By: Somaya Mandgar
A mother with a baby in her arms stands facing the whiteboard. She is solving a math problem at an education center set up by five volunteer female teachers in Bamyan. Their students are the girls who are not allowed to attend high school due to a Taliban ban and women who never finished school or never had the opportunity to go.
Momina Rafiei, 25, started the center after a moment of clarity about four months ago that staying at home all day every day is impossible for her. Nor is it ideal that hundreds of girls are being deprived of an education. She could not remain indifferent. As a university graduate, she decided she might be able to pass on some of what she knew. And with that, Momina decided to start the educational center.
Since launching three months ago in a residential home, the education center now has at least 250 students.
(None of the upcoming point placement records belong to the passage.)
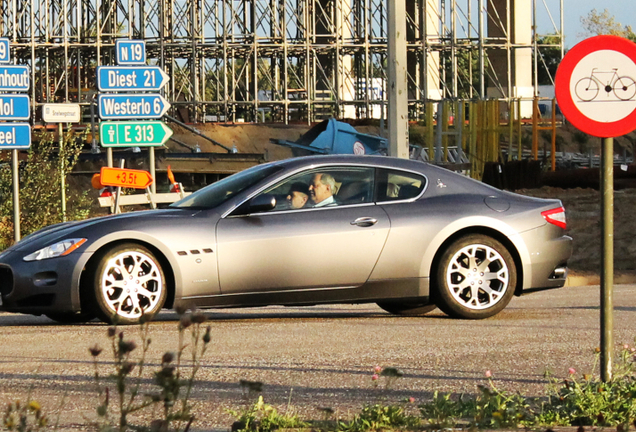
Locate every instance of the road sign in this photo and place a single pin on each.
(132, 106)
(15, 136)
(130, 52)
(134, 134)
(14, 107)
(130, 78)
(596, 86)
(4, 50)
(120, 177)
(61, 113)
(14, 78)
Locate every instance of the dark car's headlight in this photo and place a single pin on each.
(61, 248)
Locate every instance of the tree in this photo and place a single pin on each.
(602, 23)
(40, 186)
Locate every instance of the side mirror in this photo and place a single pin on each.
(259, 204)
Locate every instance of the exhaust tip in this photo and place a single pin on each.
(561, 272)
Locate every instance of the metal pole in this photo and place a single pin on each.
(60, 131)
(397, 80)
(482, 72)
(607, 263)
(153, 186)
(16, 196)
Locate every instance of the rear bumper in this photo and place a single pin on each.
(547, 267)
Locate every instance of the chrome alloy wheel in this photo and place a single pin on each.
(131, 284)
(477, 276)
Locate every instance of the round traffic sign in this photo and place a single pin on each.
(596, 86)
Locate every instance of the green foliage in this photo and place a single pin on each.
(262, 417)
(40, 187)
(588, 401)
(379, 417)
(442, 412)
(497, 409)
(26, 417)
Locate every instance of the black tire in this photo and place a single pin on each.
(475, 264)
(113, 300)
(407, 309)
(71, 317)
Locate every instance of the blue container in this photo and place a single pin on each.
(334, 137)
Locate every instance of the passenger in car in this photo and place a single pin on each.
(321, 190)
(298, 195)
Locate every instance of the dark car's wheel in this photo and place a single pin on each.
(71, 317)
(128, 282)
(476, 278)
(407, 309)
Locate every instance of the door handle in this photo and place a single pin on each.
(364, 222)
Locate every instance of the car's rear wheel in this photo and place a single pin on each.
(407, 309)
(71, 317)
(476, 278)
(128, 283)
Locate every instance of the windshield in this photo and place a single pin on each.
(221, 191)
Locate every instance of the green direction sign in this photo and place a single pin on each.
(134, 133)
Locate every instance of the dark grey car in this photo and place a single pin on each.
(327, 229)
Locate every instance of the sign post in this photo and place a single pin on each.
(596, 90)
(14, 136)
(61, 113)
(132, 75)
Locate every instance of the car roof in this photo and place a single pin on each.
(382, 161)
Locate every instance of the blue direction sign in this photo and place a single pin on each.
(130, 78)
(14, 107)
(14, 78)
(134, 134)
(15, 136)
(132, 106)
(4, 50)
(130, 52)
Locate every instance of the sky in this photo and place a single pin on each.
(623, 10)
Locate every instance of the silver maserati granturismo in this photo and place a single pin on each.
(406, 235)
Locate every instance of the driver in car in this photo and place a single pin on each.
(298, 195)
(321, 190)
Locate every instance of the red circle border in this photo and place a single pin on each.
(562, 86)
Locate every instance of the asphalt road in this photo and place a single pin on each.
(324, 356)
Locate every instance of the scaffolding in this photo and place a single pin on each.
(283, 60)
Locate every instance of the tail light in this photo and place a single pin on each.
(555, 217)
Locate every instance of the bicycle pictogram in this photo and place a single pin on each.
(588, 88)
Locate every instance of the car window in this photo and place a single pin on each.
(324, 187)
(221, 191)
(396, 185)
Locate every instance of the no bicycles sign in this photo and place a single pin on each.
(596, 86)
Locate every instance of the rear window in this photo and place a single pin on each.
(396, 185)
(217, 193)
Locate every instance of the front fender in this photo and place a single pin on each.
(135, 237)
(476, 223)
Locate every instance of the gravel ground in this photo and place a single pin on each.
(323, 356)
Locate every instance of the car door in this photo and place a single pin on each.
(334, 246)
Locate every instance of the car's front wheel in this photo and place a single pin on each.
(128, 283)
(476, 278)
(407, 309)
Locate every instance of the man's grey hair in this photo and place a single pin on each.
(327, 179)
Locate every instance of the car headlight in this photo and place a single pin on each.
(61, 248)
The volunteers prefer not to report its exact location and at the request of those interviewed for this report, all names are pseudonyms.
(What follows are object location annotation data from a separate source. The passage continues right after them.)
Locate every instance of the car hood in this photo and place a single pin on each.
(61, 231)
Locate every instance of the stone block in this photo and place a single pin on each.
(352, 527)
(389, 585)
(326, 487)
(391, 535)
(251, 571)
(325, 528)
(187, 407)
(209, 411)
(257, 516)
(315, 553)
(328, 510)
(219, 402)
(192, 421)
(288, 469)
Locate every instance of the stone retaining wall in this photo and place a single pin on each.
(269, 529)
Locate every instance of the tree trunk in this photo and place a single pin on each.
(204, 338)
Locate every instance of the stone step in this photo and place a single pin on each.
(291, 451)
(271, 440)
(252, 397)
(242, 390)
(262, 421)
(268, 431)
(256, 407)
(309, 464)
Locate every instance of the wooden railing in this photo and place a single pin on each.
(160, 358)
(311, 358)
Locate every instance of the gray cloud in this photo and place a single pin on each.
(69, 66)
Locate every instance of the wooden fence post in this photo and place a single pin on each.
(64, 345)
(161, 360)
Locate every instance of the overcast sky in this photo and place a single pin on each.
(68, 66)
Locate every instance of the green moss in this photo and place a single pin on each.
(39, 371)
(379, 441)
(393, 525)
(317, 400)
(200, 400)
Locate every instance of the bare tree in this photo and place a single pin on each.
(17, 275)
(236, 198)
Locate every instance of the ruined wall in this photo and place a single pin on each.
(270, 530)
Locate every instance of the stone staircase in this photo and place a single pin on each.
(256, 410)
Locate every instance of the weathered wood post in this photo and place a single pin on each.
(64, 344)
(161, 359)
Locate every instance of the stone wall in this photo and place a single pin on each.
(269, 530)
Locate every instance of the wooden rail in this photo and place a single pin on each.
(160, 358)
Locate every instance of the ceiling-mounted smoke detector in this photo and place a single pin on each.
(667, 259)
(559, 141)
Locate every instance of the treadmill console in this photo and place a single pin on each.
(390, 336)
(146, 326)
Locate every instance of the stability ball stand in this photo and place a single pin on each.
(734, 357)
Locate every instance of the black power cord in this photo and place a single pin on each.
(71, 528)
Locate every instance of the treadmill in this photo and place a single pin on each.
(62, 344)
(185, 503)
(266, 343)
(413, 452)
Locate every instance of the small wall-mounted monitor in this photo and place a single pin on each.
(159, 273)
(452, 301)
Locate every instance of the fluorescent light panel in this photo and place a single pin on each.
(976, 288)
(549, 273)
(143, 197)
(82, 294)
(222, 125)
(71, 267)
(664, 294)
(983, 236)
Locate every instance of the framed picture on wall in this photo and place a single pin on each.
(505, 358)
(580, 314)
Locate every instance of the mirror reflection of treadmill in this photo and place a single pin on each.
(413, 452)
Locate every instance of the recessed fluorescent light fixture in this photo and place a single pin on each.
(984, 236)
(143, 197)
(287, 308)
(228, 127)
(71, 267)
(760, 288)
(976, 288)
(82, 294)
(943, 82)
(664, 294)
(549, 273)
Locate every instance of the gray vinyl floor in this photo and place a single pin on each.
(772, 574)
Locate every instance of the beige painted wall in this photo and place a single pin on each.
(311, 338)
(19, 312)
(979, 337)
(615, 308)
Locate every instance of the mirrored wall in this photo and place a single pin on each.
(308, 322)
As the winter closes in, the center’s rooms are getting colder. But there is a warmth in the atmosphere and the enthusiasm of the students. The five volunteer teachers are all university graduates.
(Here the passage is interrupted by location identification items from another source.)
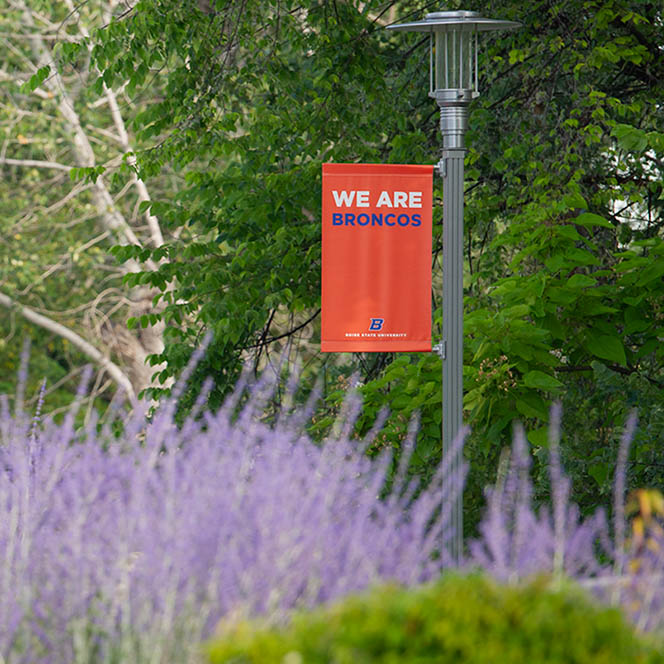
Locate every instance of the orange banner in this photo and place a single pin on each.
(376, 263)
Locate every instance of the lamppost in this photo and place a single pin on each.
(453, 84)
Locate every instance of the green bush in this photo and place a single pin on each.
(460, 620)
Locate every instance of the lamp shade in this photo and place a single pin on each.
(453, 50)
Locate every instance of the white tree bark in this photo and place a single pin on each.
(76, 340)
(130, 347)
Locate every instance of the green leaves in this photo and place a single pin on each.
(607, 348)
(541, 381)
(36, 79)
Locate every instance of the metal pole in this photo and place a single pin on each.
(453, 125)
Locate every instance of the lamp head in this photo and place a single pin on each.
(453, 49)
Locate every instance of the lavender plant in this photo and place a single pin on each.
(131, 549)
(517, 542)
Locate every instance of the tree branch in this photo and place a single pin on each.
(76, 340)
(34, 163)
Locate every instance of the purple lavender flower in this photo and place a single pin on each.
(134, 547)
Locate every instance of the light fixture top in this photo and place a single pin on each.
(455, 20)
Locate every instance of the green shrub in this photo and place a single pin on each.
(460, 620)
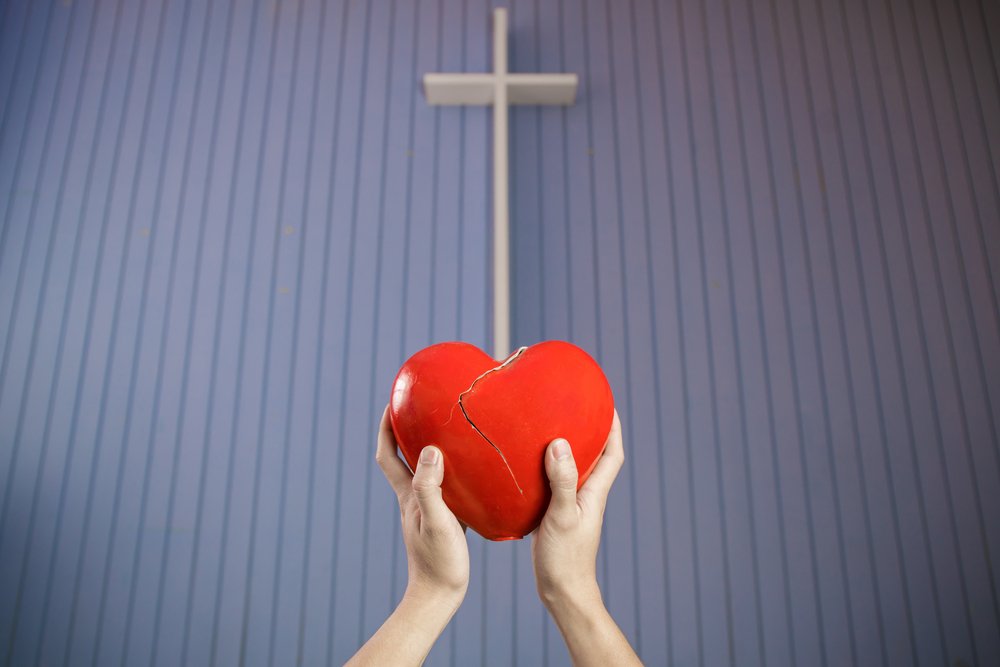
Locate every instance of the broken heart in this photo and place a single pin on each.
(493, 421)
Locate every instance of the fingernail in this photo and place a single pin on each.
(561, 449)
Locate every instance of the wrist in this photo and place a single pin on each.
(440, 601)
(580, 595)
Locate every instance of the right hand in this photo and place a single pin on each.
(564, 546)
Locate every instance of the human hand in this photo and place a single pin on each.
(437, 553)
(564, 546)
(437, 558)
(564, 554)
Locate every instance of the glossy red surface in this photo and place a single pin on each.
(493, 422)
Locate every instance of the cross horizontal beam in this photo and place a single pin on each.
(500, 89)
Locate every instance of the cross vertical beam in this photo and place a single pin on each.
(500, 89)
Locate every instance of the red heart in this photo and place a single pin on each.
(493, 422)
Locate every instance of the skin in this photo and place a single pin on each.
(563, 551)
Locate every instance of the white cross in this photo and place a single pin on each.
(500, 89)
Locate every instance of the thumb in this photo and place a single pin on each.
(427, 488)
(561, 470)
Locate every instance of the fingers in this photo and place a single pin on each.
(427, 489)
(385, 454)
(598, 485)
(561, 470)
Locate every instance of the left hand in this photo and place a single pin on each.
(436, 549)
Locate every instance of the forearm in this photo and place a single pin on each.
(591, 635)
(409, 633)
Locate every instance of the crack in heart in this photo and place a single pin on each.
(514, 356)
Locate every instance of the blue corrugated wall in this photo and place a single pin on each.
(226, 224)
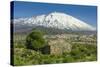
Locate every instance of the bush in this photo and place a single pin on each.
(35, 40)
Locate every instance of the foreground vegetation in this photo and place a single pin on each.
(23, 55)
(79, 53)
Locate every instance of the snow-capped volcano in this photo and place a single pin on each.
(54, 20)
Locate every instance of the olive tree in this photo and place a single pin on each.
(35, 40)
Momina says she and her friends went door to door in the villages for at least two weeks to inform people about their program and ask them to send their daughters to the center. They have set it up in a central place where it is easy for girls from different villages to come.
More than 400 days have passed since the closure of girls’ schools above the sixth grade by order of the Taliban. Hundreds of thousands of girls have been excluded from school and stuck at home. It is not clear how long the situation will last. There is no sign that girls schools will reopen, and there is talk of the Taliban banning girls from university after the fall semester.
Sahar Gul Hasani, 26, one of the teachers at the education center, says they founded the education center so girls don’t lose their motivation and to plant seeds of hope in their hearts.
“Our goal is that the girls who have stayed at home from grade seven and above do not become depressed and wither and do not forget what they have learned,” she says. “They review the lessons they studied in school and learn new things.”
The center’s syllabus includes school subjects and special literacy classes.
Sahar Gun says when they started the education center, women who have never had the opportunity to be educated asked for literacy classes. This was how the special literacy program started. Among the students, some who didn’t even know the letters of the alphabet three months ago can now read and write some words.
While the center has generally had a positive reception from families who know about it, others have been critical and prevented their daughters from attending.
“Although those students were very talented and hardworking, they say that their families would not allow them to attend class saying, Why would you go to schools at the time of the Taliban? It is not worth it,” Sahar Gul says,
As they expand, Sahar Gul has also made her own home another training place, providing five rooms for the center to use.
Conditions and facilities have never been ideal for them.
“Many of our classrooms are not even thatched and only have a mud wall,” Sahar Gul tells Rukhshana Media. “We don’t have standard blackboards. Many of the boards we use are small or very old.”
So far, neither protests by women and girls in Afghanistan nor pressure from outside the country have changed the Taliban’s opinion about reopening girls’ schools. However, setting up online training for girls and girls’ training centers away from the eyes of the Taliban inside Afghanistan has been part of the efforts to keep education going and some hope for the girls denied an education.
Gulziwar Fakuri, 26, is another teacher of the center. With her friends, she wants to keep the cycle of learning and education active in Bamyan.
Gulziwar says when she teaches the students, she feels full of happiness.
“On the one hand, with the arrival of the Taliban, the opportunities to work were more limited. This made me very disappointed and unmotivated,” she says. “But when this center was established and I started teaching lessons for girls, my enthusiasm and interest has increased day by day and I am more motivated.”
Her only regret is that they didn’t start it earlier.
Like her four colleagues, Gulziwar is a university graduate, but she is reluctant to provide details about her university and major for fear of being identified.
There are some challenges to running the center. Apart from not receiving a salary, there is also the fact there is not enough money to heat the classrooms and supplies come from the teachers own pockets.
“Our markers run out of ink every day and it is problematic for us to buy them at our own expense.”
Basgul, 15, is one of the students at the center. She says that since she has been going, her hope has been revived after what she says was the nightmare of having her school closed and being forced to stay at home.
“We are very happy,” she says. “This center was a very serious and fundamental need.”
Most of the basic subjects such as chemistry, math, physics, and English language are covered in the classes.
Another student, Simin, 15, says that she likes physics, chemistry, and English more the most. However, she is worried about the impending winter and the lack of facilities. But she says, “I am sure that our teachers will solve the problem.”
Before the arrival of the Taliban, Simin was in grade 7. She thought when her school was closed, all her dreams were lost.
“When the female teachers established the educational, it was like a huge gift for us, we are really happy,” she says.